En 568, a tres años de la muerte de Justiniano I, una nueva oleada de germanos provenientes de Panonia, los lombardos, se propagó por la Italia septentrional. Al mando de Alboino, conquistaron Aquilea, Verona, Milán y Pavía para luego avanzar hacia Spoleto y Benevento. Al morir Alboino en 572, asesinado por su sucesor Clefi, siguió un período de anarquía que concluyó con la elección del hijo de Clefi, Aulario, que se esforzó por someter a los duques lombardos a su autoridad y en realizar nuevas conquistas. Sus obras fueron continuadas por sus descendientes, hasta que con Liutprando los lombardos llegaron a las puertas de Roma. Más tarde, el rey Astolfo decidió invadir los Estados Pontificios. Pero el papa Esteban II pidió ayuda al rey franco Pipino el Breve, que entró en Italia y obligó a Astolfo a abandonar sus planes expansionistas. Carlomagno, el hijo de Pipino, acabó con el reino lombardo tras vencer a Desiderio en Pavía el año 774.

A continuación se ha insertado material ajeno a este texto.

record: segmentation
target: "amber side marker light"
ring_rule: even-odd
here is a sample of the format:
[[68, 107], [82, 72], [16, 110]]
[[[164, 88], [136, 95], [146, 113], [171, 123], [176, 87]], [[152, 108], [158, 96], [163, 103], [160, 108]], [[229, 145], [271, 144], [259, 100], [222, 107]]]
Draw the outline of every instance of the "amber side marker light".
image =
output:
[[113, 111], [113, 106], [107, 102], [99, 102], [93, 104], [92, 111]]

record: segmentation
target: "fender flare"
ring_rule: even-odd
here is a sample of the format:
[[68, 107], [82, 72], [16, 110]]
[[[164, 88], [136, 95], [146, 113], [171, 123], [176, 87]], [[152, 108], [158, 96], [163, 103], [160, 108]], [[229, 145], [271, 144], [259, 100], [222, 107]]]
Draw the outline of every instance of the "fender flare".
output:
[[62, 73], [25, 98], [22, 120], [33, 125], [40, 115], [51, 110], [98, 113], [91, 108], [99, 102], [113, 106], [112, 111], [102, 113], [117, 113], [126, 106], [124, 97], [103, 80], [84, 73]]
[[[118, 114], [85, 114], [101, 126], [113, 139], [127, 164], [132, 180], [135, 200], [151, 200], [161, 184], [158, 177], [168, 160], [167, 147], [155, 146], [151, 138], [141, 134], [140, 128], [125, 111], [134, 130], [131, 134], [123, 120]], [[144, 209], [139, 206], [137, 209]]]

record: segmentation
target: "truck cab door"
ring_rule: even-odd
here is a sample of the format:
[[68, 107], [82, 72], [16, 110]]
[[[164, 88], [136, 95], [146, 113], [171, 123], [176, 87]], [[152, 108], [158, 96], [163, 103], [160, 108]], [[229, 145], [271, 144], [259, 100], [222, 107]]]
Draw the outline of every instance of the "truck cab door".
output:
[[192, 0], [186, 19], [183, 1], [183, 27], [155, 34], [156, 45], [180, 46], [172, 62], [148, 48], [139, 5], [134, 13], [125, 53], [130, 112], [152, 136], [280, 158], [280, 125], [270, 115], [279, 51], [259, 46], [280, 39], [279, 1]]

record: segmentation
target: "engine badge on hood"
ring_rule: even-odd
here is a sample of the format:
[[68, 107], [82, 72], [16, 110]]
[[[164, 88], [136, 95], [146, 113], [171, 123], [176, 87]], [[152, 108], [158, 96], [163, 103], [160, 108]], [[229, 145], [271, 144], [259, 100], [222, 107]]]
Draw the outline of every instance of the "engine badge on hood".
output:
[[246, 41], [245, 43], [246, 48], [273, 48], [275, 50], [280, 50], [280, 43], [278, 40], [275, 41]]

El Imperio bizantino se opuso a la invasión lombarda de Italia, que retuvo el control de gran parte de la península hasta mediados del siglo VIII. Durante la mayor parte de la historia del reino, el exarcado de Rávena y el ducado de Roma, gobernados por los bizantinos, separaron los ducados lombardos del norte, conocidos colectivamente como Langobardia Maior (Langbardland en proto-germánico), de los dos grandes ducados del sur de Spoleto y Benevento, que constituían Langobardia Minor. Debido a esta división, los ducados del sur eran considerablemente más autónomos que los ducados del norte más pequeños.

Con el tiempo, los lombardos adoptaron gradualmente títulos, nombres y tradiciones romanas. Para cuando Pablo el Diácono escribía a finales del siglo VIII, el lombardo, la vestimenta y los peinados lombardos habían desaparecido.[1]​ Inicialmente, los lombardos eran cristianos arrianos o paganos, lo que los ponía en desacuerdo con la población romana, así como con el Imperio Bizantino y el papa. Sin embargo, a finales del siglo VII, su conversión al catolicismo era casi completa. Sin embargo, su conflicto con el papa continuó y fue responsable de su pérdida gradual de poder ante los francos, que conquistaron el reino en 774. Carlomagno, el rey de los francos, adoptó el título de «rey de los lombardos», aunque nunca logró hacerse con el control de Benevento, el ducado lombardo más meridional. El reino de los lombardos en el momento de su desaparición era el último reino germánico menor de Europa.

Algunas regiones nunca estuvieron bajo el dominio lombardo, como Lacio , Cerdeña , Sicilia , Calabria , Nápoles y el sur de Apulia . Cualquier legado genético de los lombardos se diluyó rápidamente en la población italiana debido a su número relativamente pequeño y a su dispersión geográfica para gobernar y administrar su reino.[2]

Un reducido «Regnum Italiae», una herencia de los lombardos, continuó existiendo durante siglos como uno de los reinos constituyentes del Sacro Imperio Romano Germánico, que corresponde aproximadamente al territorio de la antigua Langobardia Maior. La llamada Corona de Hierro de Lombardía , una de las insignias reales más antiguas de la cristiandad que se conservan, puede haberse originado en la Italia lombarda ya en el siglo VII y se siguió utilizando para coronar a los reyes de Italia hasta Napoleón Bonaparte a principios del siglo XIX.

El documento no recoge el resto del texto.